Hi, I'm Qinian — a first-year Master’s student at Shanghai Jiao Tong University (SJTU), where I’m fortunate to be advised by Weidi Xie. My research focuses on video understanding and multimodal perception, driven by a passion for exploring the intersection between computer vision and brain intelligence.

Before joining SJTU, I completed my undergraduate studies at the University of Electronic Science and Technology of China (UESTC).

I truly enjoy sharing diverse perspectives and collaborating with people from different backgrounds. Please feel free to reach out if you're interested in my research or just want to have a chat!

Email / CV / Github

Research

Weaver: End-to-End Agentic System Training for Video Interleaved Reasoning
Yudi Shi, Shangzhe Di, Qirui Chen, Qinian Wang,
Xiaolong Jiang, Yao Hu, Weidi Xie
CVPR 2026 Findings
project page / arXiv

An end-to-end trainable multimodal reasoning agentic system called Weaver addresses the limitations of text-centric Chain-of-Thought in video reasoning by dynamically invoking tools and leveraging reinforcement learning

Project

NeSeg: An Agentic System for Video Segmentation with Positive and Negative Hints
github

In prior work, the VLM interacted with SAM using only positive sample points and bounding boxes to perform video object segmentation. In practice, however, when faced with complex fine-grained segmentation, the lack of negative sample hints left the model with no mechanism for output correction. To address this, we build on that framework and leverage reinforcement learning (RL) to introduce negative sample hints, investigating their role in segmentation tasks.

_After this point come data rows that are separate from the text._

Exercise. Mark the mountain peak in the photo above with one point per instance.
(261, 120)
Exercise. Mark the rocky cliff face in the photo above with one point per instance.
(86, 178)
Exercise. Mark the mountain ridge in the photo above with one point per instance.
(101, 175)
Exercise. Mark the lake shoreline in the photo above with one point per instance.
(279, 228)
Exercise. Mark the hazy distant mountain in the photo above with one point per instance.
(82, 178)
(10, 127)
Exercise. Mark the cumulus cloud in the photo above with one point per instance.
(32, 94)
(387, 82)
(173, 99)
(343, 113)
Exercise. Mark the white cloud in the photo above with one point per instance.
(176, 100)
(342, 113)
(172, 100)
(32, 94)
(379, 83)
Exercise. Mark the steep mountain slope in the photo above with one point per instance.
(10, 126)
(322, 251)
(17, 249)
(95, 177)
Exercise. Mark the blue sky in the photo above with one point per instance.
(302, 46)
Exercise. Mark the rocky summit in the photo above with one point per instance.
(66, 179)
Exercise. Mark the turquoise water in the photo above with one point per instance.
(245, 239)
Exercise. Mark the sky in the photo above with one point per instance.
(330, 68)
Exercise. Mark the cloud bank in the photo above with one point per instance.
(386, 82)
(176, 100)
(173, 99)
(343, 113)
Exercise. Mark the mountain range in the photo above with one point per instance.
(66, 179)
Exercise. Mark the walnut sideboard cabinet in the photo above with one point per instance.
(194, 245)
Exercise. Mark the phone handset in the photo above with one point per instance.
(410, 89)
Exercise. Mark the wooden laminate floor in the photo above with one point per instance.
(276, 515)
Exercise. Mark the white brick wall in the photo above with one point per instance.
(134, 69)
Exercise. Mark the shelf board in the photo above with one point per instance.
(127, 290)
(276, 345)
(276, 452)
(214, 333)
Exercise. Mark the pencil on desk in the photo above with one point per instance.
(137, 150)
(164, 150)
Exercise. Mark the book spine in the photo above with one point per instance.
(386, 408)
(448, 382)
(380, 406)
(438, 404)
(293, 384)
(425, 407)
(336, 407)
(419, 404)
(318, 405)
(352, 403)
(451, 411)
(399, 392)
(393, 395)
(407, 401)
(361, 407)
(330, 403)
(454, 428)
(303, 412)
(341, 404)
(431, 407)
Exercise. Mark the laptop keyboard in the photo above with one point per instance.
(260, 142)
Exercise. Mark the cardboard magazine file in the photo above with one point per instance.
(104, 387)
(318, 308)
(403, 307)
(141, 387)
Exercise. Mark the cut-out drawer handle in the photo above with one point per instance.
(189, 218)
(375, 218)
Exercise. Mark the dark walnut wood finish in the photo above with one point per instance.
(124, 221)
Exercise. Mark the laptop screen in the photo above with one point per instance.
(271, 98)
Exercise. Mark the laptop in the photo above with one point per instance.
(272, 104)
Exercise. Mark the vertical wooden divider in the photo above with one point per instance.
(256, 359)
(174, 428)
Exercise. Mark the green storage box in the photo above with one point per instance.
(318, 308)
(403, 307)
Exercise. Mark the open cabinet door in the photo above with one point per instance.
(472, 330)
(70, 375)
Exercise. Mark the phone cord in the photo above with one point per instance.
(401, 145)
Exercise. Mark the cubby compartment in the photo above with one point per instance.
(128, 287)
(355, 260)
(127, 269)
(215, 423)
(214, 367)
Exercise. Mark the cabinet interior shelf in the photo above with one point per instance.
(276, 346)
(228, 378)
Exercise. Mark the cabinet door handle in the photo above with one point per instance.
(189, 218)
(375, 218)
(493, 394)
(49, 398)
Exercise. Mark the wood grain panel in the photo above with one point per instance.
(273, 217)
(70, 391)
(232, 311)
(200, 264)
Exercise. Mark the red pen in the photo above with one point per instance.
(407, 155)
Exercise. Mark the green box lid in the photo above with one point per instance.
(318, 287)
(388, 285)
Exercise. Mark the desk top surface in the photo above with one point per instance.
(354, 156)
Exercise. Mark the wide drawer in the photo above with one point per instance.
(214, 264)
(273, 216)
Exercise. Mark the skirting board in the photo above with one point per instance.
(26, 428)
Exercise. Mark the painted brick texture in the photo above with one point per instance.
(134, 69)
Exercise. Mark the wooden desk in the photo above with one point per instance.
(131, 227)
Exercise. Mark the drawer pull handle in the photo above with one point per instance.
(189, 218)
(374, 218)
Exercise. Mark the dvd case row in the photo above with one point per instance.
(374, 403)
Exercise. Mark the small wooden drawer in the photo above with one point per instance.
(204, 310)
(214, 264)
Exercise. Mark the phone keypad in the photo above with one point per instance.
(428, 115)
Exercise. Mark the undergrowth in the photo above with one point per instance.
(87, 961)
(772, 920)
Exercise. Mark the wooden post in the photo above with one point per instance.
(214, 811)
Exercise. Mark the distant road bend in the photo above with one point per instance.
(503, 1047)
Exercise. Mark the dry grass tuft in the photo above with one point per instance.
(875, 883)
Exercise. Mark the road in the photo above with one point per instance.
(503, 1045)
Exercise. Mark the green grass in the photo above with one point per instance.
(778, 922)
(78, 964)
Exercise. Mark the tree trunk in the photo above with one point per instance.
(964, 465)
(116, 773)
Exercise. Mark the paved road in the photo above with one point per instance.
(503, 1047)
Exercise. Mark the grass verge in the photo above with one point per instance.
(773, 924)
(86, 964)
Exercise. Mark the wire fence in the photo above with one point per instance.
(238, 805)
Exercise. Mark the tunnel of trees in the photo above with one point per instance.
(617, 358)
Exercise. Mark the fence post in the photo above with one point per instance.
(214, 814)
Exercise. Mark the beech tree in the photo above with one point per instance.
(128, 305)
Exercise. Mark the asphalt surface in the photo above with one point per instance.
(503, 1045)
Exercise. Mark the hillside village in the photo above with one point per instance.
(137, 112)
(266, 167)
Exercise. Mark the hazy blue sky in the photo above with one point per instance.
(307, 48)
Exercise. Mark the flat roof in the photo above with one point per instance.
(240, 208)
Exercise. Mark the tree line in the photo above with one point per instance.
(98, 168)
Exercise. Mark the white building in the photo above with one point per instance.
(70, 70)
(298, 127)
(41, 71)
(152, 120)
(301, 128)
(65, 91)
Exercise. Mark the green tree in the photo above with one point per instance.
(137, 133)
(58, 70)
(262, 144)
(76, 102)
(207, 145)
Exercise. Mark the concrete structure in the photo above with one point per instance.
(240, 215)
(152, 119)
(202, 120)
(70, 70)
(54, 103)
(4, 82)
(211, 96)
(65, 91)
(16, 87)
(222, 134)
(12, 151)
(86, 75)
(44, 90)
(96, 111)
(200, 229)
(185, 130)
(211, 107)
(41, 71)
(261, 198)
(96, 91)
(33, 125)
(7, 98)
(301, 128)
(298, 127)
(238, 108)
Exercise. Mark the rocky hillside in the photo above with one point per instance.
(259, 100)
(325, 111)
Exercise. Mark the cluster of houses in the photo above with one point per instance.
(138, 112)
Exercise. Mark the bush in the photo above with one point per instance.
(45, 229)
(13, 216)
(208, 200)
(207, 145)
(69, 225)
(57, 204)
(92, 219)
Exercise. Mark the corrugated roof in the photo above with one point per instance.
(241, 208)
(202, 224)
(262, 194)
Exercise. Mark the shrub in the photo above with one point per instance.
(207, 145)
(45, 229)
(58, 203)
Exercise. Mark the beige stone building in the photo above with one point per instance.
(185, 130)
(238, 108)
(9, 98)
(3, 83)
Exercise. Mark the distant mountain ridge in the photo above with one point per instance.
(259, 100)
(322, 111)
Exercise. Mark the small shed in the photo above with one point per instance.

StreamTeller: Perception-First Memory with Event-Driven Visual Evidence
github

StreamTeller is a training-free plug-in mechanism that addresses the memory-perception conflict in streaming video understanding. It organizes video streams into event nodes, each containing a structured caption and optional visual evidence. An event-driven gating strategy generates captions only upon semantic drift, and a perception-first retrieval strategy loads historical memory on demand. This design explicitly separates perception from memory, improving long-term recall while minimizing interference with current perception.